Some time ago I read an article in Boundless Webzine which I am unable to find now. It turned this verse around: a young woman who was called to and excited by a life of single was being nagged to date and get married by a friend of hers who was newly married. The writer pointed out that her friend was falling into the same trap Paul had: she wished that everyone was married like she was.
And this weekend this verse came to my mind as I listened to the sermon of a visiting speaker. (Actually I didn’t hear the whole sermon, because of a certain person who was demanding my attention and then threw up. But I heard a bit.) This man has an international ministry, and he was talking about the importance of missions and how, in order to be in God’s will, we all needed to be praying over a world map every morning and sharing with people constantly. I don’t doubt that he is blessed and satisfied through his ministry. But he wishes everyone to be as he is.

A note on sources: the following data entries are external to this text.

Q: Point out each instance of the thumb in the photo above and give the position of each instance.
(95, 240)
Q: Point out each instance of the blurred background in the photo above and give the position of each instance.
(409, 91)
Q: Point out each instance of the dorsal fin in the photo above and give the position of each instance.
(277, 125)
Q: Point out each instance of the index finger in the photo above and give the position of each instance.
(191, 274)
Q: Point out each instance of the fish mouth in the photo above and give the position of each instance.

And on it goes. The evangelists want everyone to evangelize, the intercessors want everyone to pray, the helpers want everyone to work behind the scenes. And people who are organized or creative or computer-literate or love horror movies will want everyone else to be that way too. It’s not malicious or manipulative (at least not usually), they just want other people to have as pleasant or satisfying or efficient a life as they do.
But it’s also nonsense. I share my faith on occasion, but evangelism is not my calling. Never has been, and I don’t intend to waste my energy being a bad evangelist when I could be using the time to be a good teacher and writer. By the same token, I wish everyone was a critical thinker with a rich creative life, but there’s no reason they should be.
Still, it’s nice to know Paul made the same mistake.